Sometime in the coming days, George W. Bush will hand down a list of nominees to fill ninety-nine vacancies in the federal courts. The federal judiciary as a whole is at stake in the fight that will follow. Bush sees the 50-50 Senate balance, with Vice President Cheney the tiebreaker, as a small window of opportunity for loading the benches with judges in the mold of his favorite Supreme Court Justices, Antonin Scalia and Clarence Thomas. The outcome will determine whether Republicans will transform the courts into a rubber stamp for their minority right-wing agenda.

The Supreme Court–whose recent actions include an attack on the Americans with Disabilities Act and its undermining of the Violence Against Women Act–remains the ultimate arena. Although its right-wing bloc has put its man in the White House, it should not be allowed thereby to insure its own succession. Because Bush lacks a mandate, there should be a moratorium on all High Court appointments until after the 2004 election. For the moment, however, immediate retirements appear unlikely, so the important campaign is in the lower courts.

Thanks to GOP obstruction of Bill Clinton's nominees, Republican-appointed judges are predominant in eight of the thirteen federal appellate circuits. Several of these circuits–the Fourth Circuit, located in Virginia, the Eleventh in the Deep South and others–are tipped in the direction of "strict constructionism," which means the most activist judiciary in memory. These circuits are already well outside the mainstream of American legal opinion. The Fourth Circuit's rulings, for instance, have so radically stripped the rights of criminal defendants that they have been repeatedly overturned in recent months even by the law-and-order Rehnquist Supreme Court.
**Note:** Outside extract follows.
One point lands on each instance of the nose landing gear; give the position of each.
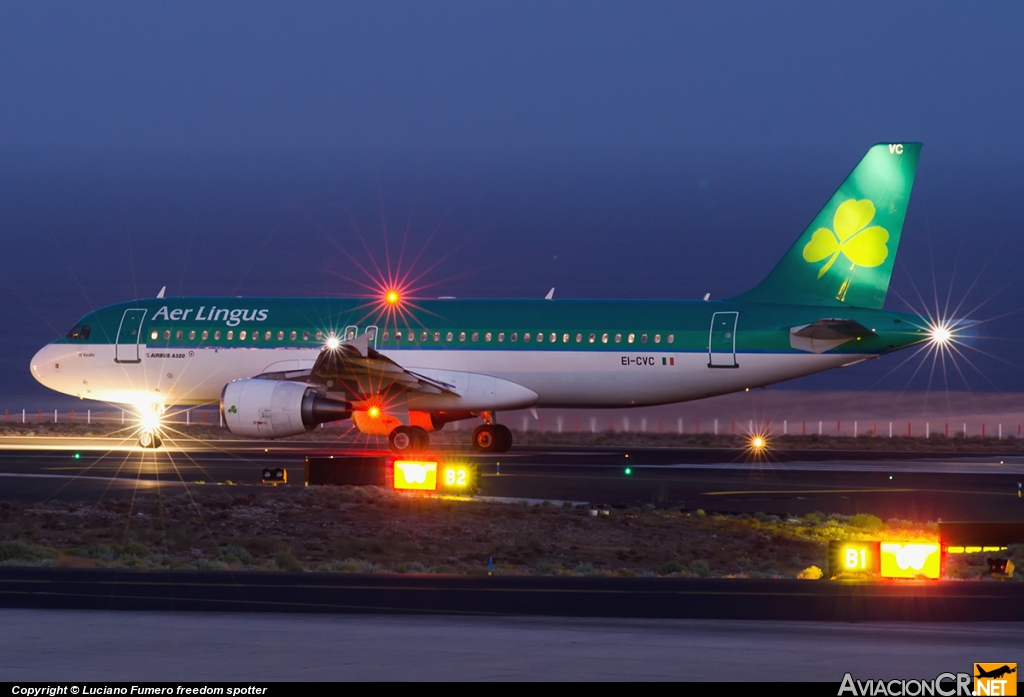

The Administration has junked the American Bar Association's vetting of judicial candidates and turned this task over to conservative legal ideologues. Senate Republicans are trying to outflank Democratic opposition by jettisoning the practice of consulting with senators of the opposition party on political nominees from their states. Judiciary Committee chairman Orrin Hatch plans to abandon the tradition of requiring that nominees win the approval of both senators from their home state–a maneuver that will bring to the floor Bush nominees from the fourteen states with only one Democratic senator.

With the Rehnquist Supremes taking ever fewer cases–only eighty this past term–the federal appeals courts are now increasingly the courts of last resort, and it is essential that Senate Democrats hold the line against further shifting the balance in those courts. There is nothing immoderate or partisan in Democrats–as well as independent-minded Republicans–using their advise and consent power to the fullest to reject any nominees for those circuits who cannot demonstrate substantive commitment to progress in civil rights, to women and to environmental and business regulation. Conservatives will accuse them of "Borking," but that distorts the meaning of the fight against Robert Bork's confirmation, which involved no more than an intensive scrutiny of the nominee's record and philosophy. The goal should be to block the Administration's avowed attempt to pack the federal bench with ideologues who would undercut environmental protection laws, roll back basic rights for all Americans and give the religious right's "morality" the force of law.